In Yushu in Qinghai seien zahlreiche Menschen unter den Trümmern eingestürzter Häuser verschüttet worden, berichtete Xinhua und berief sich auf örtliche Behörden im Autonomen Bezirk Yushu der Tibeter. Es habe eine Reihe von Erdbeben und Nachbeben gegeben. Zahlreiche aus Ziegeln errichtete Häuser seien eingestürzt. Soldaten seien in die Bergregion entsandt worden.
"Viele Menschen sind verletzt. Rettungskräfte versuchen, sie unter den Trümmern herauszuholen", sagte ein Anwohner von Yushu der Nachrichtenagentur Reuters. "Zahlreiche einstöckige Häuser sind eingestürzt." Höhere Häuser hätten standgehalten, seien aber stark beschädigt.
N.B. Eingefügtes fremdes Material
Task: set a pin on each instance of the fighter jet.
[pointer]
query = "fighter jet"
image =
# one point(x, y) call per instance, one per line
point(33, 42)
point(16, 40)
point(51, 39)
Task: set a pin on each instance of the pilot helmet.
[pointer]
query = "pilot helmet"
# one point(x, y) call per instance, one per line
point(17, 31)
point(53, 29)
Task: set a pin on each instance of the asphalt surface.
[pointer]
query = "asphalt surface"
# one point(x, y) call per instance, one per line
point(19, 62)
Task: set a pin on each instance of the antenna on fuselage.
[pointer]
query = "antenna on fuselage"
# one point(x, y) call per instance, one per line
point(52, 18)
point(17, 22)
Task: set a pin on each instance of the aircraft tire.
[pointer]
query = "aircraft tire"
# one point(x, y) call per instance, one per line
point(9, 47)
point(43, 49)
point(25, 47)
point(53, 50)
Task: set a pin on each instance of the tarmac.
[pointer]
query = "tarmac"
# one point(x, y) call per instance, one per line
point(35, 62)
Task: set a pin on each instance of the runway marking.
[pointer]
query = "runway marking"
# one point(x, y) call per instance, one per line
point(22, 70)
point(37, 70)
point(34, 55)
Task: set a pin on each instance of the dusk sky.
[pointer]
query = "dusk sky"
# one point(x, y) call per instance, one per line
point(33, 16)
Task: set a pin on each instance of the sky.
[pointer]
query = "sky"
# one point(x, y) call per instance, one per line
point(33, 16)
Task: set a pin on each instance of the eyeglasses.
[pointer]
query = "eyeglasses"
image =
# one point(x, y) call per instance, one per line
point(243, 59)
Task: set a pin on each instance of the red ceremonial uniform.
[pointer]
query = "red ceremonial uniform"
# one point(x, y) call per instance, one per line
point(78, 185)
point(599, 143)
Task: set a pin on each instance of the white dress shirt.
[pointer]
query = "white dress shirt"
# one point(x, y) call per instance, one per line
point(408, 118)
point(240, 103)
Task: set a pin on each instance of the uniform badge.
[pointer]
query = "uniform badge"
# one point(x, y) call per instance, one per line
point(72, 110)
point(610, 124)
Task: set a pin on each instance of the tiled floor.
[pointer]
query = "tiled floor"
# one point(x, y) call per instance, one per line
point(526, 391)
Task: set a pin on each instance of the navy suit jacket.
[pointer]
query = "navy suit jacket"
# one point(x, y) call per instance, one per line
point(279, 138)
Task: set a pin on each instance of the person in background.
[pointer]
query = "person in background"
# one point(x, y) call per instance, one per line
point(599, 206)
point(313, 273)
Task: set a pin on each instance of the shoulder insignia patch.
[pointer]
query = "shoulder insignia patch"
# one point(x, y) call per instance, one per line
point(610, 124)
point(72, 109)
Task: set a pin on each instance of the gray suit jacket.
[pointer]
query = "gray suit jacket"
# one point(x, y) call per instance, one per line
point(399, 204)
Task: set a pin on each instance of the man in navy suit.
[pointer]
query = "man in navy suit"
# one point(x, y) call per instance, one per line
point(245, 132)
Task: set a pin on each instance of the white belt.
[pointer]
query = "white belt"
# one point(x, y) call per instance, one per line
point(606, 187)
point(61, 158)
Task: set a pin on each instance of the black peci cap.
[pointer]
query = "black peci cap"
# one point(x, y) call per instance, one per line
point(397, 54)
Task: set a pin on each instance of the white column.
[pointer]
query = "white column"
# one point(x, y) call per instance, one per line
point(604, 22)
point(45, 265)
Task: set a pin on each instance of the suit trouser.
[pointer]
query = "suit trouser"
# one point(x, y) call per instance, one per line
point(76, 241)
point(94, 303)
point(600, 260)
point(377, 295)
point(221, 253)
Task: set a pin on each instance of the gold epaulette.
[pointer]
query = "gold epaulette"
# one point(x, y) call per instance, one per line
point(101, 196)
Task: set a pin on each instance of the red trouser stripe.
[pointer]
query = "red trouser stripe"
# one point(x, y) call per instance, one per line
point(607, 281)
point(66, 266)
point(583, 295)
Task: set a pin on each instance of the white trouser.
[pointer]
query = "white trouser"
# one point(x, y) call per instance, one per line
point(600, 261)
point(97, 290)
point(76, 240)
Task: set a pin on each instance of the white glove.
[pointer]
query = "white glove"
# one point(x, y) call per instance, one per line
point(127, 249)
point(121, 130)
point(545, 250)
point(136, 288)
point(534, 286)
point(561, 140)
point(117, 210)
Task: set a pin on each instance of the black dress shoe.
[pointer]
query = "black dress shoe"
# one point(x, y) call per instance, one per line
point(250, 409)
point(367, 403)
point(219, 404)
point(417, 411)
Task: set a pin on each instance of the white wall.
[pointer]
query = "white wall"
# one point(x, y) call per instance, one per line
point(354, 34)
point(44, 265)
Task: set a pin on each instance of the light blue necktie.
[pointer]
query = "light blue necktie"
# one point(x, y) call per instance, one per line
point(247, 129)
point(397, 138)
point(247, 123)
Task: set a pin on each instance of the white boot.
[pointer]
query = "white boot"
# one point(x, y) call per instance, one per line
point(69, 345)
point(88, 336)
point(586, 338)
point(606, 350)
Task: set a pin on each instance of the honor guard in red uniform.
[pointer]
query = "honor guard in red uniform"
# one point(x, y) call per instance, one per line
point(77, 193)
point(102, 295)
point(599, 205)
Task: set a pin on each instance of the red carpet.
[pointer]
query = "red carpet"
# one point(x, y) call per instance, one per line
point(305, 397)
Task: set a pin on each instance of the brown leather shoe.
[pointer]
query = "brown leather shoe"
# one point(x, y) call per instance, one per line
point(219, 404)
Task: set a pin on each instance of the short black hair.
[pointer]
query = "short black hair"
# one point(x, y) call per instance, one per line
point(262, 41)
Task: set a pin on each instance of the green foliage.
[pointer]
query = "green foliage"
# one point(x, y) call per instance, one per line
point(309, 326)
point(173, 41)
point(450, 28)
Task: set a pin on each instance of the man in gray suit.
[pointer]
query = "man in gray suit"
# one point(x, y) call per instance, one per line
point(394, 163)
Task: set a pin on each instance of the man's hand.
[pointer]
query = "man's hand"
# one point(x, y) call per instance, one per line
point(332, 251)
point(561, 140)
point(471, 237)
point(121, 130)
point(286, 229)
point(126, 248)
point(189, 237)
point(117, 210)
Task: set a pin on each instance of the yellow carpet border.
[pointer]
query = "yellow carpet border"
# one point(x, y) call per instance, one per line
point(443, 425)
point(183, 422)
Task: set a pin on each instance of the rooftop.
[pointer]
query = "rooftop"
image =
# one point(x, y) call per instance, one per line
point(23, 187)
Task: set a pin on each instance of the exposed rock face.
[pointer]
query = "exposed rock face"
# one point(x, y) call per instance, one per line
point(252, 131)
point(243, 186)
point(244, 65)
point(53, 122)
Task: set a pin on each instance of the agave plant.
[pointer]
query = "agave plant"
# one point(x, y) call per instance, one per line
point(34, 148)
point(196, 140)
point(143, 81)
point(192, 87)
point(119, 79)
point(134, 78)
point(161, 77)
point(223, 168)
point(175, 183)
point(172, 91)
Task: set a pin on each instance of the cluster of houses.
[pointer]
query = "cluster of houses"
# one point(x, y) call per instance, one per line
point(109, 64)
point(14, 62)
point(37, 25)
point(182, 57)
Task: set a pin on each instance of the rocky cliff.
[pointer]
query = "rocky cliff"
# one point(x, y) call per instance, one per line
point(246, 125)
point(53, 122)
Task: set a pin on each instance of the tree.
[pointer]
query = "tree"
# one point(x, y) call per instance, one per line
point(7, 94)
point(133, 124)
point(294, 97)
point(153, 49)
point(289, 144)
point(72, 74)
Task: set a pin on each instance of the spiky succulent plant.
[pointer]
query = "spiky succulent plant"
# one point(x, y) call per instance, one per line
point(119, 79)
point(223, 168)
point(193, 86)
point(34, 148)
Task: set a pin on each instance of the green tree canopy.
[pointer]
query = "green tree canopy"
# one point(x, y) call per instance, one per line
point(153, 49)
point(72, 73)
Des Epizentrum lag nach Angaben der US-Erdbebenwarte 380 Kilometer südöstlich der Stadt Golmud in einer Tiefe von zehn Kilometern. Die Rettungsbemühungen werden nach Angaben der chinesischen Behörden durch einen Zusammenbruch des Telefonnetzes im Erdbebengebiet behindert.
Das Hochland von Tibet wird immer wieder von Erdbeben erschüttert. Meist ist die Zahl der Opfer gering, da die Bergregion nur dünn besiedelt ist. Bei einem Erdbeben der Stärke 7,9 kamen im Jahr 2008 in der Provinz Sichuan aber mindestens 80.000 Menschen ums Leben.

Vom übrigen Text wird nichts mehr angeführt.